In December of 2019, the first of many major changes to the RMD rules came once the Setting Every Community Up for Retirement Enhancement (SECURE) Act was passed. The biggest change from the SECURE Act passage is the age rising to 72 from 70.5 for when RMDs are effective (Jan. 1st, 2020).
An important detail is that individuals who are becoming age 70.5 any time after December 31, 2019, the “required beginning date” (RBD) (the latest date in which the first RMD must be taken) is April 1st following the year the individual becomes age 72. Therefore, any federal employee born after June 30th, 1949 has an RBD of April 1st following the year they reach age 72. Future RMDs must be taken every year by December 31st of that year.
The RMD rules apply to the Thrift Savings Plan (TSP), both the traditional and the Roth version of the TSP traditional IRAs, to qualified retirement plans such as the 401(k) and 403(b) retirement plans, both the traditional and the Roth version.

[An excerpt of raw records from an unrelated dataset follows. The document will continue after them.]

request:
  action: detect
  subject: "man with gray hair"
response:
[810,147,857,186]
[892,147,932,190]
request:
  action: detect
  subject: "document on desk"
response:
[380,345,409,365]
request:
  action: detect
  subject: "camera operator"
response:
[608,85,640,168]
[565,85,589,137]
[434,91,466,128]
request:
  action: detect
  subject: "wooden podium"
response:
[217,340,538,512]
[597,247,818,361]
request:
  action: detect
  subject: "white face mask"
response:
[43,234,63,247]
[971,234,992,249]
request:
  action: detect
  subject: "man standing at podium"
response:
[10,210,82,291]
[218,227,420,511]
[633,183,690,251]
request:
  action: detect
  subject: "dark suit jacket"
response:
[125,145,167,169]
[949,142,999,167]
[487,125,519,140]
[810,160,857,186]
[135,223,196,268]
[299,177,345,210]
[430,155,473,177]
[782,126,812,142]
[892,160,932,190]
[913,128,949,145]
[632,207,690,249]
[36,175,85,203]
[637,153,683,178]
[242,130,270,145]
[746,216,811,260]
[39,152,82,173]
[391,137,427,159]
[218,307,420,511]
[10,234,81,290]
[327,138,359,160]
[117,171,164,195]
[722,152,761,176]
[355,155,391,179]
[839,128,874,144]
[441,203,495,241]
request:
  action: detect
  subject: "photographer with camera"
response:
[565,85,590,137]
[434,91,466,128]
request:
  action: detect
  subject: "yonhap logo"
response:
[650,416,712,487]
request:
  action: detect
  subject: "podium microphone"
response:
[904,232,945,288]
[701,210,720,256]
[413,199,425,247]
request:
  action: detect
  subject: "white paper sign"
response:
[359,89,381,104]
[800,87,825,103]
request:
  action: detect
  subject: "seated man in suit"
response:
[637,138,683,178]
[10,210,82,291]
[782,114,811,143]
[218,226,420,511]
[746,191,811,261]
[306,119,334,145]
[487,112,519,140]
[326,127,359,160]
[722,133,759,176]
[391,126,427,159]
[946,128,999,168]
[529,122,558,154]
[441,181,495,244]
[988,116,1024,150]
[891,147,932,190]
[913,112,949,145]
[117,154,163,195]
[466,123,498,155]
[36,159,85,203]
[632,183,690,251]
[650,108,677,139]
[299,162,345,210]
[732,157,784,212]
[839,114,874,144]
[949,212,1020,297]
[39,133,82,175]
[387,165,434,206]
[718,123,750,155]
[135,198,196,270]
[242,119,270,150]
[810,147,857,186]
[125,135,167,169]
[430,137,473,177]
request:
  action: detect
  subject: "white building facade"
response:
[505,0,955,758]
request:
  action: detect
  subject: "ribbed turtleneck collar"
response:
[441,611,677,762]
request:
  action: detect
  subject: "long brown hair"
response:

The only type of retirement account that is not subject to the RMD rules are Roth IRAs, since they do not come with required withdrawals until after the Roth IRA owner’s death.
Under the SECURE Act, a retired federal employee with a TSP account who reached age 70.5 before Jan. 1st, 2020 (anyone born before July 1st, 1949) are required to continue to annually take their TSP RMDs. Although this was waived for 2020 due to the CARES Act, TSP RMDs are resuming in 2021.
This age reduction of the RBD to age 72 from age 70.5 is a small change yet still beneficial. Perhaps the most helpful part to this change is the fact that it allows for another one to two years of tax-deferred growth.
Additionally, the change allows a TSP participant extra time to do something with their tax-deferred retirements accounts in order to minimize the tax consequences of future RMDs when they start in one to two years.
The TSP has sent out a notice to any retired or departed federal employee born before July 1st, 1949 with a TSP account what their 2021 RMD is. If these federal employees own other retirement accounts such as traditional IRAs and 401(k) retirement plan accounts, RMDs must also be taken from each of these accounts as well before Dec. 31st, 2021, and each year after. Please be aware that federal employees who do not take their RMDs in any year by December 31st are subject to a 50 percent IRS accumulation penalty.